Logjam Presents is happy to welcome back Hillstomp for live concert performance at The Top Hat on Friday, October 05, 2018.
If you’ve spent any amount of time around the Northwest Music Scene, the name Hillstomp should sound familiar to you. They’ve been making music for the past 17 years and touring with the likes of Reverend Horton Heat, The Devil Makes Three, and Southern Culture on the Skids. And yet misconceptions still abound. Let’s start this one… “They’re a Blues Band”. Well, sure, they know how to drive the blues as well as anybody, and credit RL Burnside among their influences, but lots of their songs are played on a banjo and just as suggestive of Appalachia as they are of Mississippi. “They’re a Jam Band”. Fine, it’s impossible not to dance when Hillstomp is in top gear, and there are more than a few barefoot hippies at every show, but they’re offset by the punks and the hillbillies, so I consider that a wash. Plus the songs are almost all 3 minutes or less, leaving no time for guitar noodling.
So, then, who are these guys?
Hillstomp is a 2-man band comprised of Henry Hill Kammerer and John Johnson. Henry plays guitar and banjo like a hurricane, and if you close your eyes you’d swear he’s playing 2 parts at once. John Johnson beats mercilessly on his drum kit (which often contains a bucket, brake drum and broiler pan) with the fury of a demon loose from hell. But once you get past the pure ferocity of his playing, you notice that the parts are intricately crafted patterns that provide the framework for Kammerer’s guitar and banjo sorcery. Save for a couple of outlier tracks, there’s just no room for bass guitar, and no-one misses it enough to ask for it. This is folk music in its purest form – from loud and gritty, to intricate and poignant, and most importantly, always heartfelt and true.
The whole thing started as a love letter of sorts to North Mississippi blues played by the likes of RL Burnside and Junior Kimbrough. The band stayed there for a few years and then started to morph – adding banjo and becoming more and more confident writing their own music rather than just paying tribute to their influences. The fast and loud songs kept coming, but now they were interspersed with ballads and slow-burners to give the sweat-soaked dancers a chance to breathe. It first caught on in college towns like Eugene and Olympia, but soon bigger cities got it as well.
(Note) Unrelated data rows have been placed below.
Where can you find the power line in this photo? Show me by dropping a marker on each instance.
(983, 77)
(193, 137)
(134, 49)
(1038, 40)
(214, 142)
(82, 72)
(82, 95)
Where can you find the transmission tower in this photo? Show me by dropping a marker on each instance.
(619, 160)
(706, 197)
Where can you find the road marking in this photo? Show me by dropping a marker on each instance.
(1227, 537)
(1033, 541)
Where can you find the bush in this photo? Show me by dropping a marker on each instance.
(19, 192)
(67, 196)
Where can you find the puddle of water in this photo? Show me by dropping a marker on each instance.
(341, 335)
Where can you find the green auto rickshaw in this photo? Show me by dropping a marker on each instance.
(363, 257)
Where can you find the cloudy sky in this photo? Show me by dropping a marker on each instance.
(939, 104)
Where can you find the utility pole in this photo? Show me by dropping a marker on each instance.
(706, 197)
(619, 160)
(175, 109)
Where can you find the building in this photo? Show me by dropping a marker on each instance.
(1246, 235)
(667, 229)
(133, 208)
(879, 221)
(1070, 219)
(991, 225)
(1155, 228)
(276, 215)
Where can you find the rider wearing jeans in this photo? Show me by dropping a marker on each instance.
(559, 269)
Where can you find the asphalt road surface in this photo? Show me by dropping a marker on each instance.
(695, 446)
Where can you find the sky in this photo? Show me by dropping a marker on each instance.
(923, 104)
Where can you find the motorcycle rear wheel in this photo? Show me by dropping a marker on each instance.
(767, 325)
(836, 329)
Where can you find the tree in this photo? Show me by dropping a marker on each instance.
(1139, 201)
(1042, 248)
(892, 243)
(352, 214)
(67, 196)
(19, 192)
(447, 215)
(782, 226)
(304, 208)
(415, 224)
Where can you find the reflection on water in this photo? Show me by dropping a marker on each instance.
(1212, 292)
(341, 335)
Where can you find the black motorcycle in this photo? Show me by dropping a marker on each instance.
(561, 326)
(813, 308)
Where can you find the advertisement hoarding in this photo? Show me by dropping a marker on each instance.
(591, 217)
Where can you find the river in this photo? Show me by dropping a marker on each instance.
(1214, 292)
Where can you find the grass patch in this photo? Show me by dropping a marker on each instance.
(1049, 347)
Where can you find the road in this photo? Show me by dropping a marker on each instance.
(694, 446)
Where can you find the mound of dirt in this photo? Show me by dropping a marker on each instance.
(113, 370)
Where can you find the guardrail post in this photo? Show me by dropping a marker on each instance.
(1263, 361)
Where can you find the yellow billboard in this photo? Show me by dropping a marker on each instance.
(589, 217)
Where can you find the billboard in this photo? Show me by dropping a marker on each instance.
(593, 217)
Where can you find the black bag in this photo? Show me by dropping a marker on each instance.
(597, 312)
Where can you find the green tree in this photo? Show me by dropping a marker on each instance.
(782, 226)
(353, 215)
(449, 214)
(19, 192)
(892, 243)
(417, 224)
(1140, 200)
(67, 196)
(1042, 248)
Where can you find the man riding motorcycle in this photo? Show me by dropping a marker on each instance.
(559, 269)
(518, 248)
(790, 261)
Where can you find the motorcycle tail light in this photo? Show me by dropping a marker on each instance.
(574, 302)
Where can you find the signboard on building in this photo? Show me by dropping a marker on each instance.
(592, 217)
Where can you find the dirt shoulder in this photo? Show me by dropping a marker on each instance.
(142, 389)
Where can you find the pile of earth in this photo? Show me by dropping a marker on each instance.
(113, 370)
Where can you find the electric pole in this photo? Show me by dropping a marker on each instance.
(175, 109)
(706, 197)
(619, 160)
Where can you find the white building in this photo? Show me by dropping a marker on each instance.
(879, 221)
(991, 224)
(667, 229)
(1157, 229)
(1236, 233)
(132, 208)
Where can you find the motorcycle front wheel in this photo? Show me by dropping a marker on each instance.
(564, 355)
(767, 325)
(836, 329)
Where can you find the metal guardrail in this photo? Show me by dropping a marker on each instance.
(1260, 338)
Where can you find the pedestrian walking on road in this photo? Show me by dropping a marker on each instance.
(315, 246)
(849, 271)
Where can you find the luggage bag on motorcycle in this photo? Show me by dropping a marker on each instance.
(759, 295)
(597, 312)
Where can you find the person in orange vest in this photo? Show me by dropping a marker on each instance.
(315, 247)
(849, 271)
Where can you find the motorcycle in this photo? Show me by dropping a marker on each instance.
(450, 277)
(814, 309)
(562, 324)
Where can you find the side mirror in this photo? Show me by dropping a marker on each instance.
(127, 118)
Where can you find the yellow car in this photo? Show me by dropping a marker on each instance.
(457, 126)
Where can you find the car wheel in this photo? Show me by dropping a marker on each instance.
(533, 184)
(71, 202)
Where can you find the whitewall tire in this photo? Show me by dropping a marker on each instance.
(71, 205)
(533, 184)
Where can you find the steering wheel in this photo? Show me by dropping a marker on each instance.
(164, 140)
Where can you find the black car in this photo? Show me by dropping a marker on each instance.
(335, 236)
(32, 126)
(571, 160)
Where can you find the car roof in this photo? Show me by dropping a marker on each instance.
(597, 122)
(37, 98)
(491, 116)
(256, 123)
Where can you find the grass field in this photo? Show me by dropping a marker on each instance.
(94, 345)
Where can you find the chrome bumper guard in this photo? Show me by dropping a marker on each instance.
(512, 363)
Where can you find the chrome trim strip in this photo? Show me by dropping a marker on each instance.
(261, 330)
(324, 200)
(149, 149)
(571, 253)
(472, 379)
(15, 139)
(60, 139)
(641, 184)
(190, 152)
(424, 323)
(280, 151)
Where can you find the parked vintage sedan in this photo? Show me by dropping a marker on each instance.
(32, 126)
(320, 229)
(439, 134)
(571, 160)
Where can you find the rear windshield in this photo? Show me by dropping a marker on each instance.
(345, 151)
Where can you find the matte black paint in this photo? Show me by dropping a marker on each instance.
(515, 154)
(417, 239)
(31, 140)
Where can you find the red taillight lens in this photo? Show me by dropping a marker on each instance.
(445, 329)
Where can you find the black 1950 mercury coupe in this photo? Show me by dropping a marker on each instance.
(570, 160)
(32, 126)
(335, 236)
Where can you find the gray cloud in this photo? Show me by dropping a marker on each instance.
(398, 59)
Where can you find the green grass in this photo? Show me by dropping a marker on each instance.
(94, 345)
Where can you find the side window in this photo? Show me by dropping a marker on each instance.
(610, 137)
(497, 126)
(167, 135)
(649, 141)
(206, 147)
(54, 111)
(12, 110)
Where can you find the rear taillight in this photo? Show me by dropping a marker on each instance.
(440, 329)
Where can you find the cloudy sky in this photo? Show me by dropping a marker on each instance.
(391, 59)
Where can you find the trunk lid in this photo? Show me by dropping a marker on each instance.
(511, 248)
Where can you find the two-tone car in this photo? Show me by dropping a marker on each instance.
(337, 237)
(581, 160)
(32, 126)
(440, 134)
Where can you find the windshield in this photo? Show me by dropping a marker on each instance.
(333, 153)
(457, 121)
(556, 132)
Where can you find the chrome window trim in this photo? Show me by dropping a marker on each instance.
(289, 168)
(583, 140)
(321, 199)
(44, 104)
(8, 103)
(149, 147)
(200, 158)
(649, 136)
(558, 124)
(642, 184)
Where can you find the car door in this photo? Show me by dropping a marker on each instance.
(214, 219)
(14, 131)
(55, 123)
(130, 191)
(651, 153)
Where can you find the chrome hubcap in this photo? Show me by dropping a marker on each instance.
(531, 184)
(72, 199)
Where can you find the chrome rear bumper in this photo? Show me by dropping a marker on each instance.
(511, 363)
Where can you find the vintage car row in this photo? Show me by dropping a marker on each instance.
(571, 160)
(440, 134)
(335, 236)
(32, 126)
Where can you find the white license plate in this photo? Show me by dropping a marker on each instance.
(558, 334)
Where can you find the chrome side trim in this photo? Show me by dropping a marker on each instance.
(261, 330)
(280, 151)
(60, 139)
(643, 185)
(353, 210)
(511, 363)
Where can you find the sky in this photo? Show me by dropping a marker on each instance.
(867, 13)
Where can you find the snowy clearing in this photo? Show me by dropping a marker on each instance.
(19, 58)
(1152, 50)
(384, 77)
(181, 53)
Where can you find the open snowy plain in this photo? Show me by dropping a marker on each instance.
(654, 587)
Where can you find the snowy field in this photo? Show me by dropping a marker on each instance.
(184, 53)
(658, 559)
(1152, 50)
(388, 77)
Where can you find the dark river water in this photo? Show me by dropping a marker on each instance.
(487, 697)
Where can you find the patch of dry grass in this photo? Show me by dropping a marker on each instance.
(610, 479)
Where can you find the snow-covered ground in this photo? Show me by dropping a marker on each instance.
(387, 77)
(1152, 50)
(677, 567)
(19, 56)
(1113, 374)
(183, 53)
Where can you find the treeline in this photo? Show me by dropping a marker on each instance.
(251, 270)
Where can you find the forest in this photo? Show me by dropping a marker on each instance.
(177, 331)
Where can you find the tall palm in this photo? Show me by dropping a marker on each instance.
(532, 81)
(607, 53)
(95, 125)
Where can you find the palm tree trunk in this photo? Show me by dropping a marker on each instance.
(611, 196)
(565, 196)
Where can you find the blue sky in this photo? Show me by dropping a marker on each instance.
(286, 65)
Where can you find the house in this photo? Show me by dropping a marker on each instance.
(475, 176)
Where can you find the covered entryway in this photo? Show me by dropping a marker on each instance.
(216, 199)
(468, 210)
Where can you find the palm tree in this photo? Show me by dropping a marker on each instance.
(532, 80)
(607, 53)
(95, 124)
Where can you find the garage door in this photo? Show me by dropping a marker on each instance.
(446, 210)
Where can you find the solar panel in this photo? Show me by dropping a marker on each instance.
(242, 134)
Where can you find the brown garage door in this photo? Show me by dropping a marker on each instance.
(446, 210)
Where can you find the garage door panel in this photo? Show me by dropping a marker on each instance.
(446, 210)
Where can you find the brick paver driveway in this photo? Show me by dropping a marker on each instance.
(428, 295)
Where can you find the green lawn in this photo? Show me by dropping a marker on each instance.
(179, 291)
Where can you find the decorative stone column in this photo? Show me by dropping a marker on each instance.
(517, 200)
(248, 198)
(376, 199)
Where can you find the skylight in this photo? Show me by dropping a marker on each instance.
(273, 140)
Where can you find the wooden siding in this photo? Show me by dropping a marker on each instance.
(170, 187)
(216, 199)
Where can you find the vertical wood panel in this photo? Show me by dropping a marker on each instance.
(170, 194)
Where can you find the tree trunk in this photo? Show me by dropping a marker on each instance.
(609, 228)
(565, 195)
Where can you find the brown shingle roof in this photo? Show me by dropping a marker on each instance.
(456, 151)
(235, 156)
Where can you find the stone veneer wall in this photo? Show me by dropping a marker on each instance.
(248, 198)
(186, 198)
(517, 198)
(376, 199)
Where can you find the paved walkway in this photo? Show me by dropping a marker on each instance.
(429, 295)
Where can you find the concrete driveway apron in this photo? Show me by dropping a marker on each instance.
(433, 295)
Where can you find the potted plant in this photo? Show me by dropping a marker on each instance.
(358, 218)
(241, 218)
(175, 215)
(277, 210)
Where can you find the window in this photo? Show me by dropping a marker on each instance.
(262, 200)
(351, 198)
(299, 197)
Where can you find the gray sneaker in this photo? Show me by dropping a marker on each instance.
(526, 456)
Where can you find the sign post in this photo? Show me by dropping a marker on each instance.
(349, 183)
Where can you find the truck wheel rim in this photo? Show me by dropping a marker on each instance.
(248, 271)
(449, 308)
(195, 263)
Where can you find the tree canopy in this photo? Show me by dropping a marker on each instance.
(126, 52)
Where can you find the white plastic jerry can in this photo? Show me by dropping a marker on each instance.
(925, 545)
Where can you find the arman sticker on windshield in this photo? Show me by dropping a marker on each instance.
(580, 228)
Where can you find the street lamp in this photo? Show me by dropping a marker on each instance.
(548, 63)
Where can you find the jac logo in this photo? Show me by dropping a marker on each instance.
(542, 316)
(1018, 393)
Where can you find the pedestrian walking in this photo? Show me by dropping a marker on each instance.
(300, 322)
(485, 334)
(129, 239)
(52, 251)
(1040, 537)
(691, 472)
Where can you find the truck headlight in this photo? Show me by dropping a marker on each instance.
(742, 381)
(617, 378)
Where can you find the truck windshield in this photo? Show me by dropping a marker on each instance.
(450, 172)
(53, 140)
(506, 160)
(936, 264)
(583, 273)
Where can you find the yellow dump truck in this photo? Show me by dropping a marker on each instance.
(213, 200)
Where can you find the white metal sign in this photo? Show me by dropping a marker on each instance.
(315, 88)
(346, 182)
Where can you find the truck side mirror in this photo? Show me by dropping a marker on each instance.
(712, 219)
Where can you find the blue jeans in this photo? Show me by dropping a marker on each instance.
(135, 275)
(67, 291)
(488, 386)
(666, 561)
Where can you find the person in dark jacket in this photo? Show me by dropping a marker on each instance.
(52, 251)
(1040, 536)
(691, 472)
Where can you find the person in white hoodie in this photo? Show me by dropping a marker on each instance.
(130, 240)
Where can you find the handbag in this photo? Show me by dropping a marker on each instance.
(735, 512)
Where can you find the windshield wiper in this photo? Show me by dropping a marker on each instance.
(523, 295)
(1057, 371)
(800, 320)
The band set out on national headlining tours, they tore their way through Europe a few times, and opened for more than a few or their heroes.
Following a few self-released LPs and a live album, they had a breakthrough of sorts with their 2010 record, Darker The Night. The record contains “Cardiac Arrest in D”, which became the centerpiece of their raucous live sets – whipping the audience into a transcendental frenzy. Saving Country Music gave the record “2 guns up!”. In 2014, the band released Portland, Ore, which raised the bar even higher. Mixed by Chet Lyster (Eels) and recorded at Fluff and Gravy Studios, the record captured the most authentic snapshot of the band to date. It prompted Dan Aykroyd’s The Blues Mobile to say “Hillstomp is a band out of Portland, hoping to bring the same energy to Oregon that the Allstars brought to North Mississippi”. It caught the ears of the Coen Brothers too, with one track being featured in the commercial trailer for Hail, Ceasar!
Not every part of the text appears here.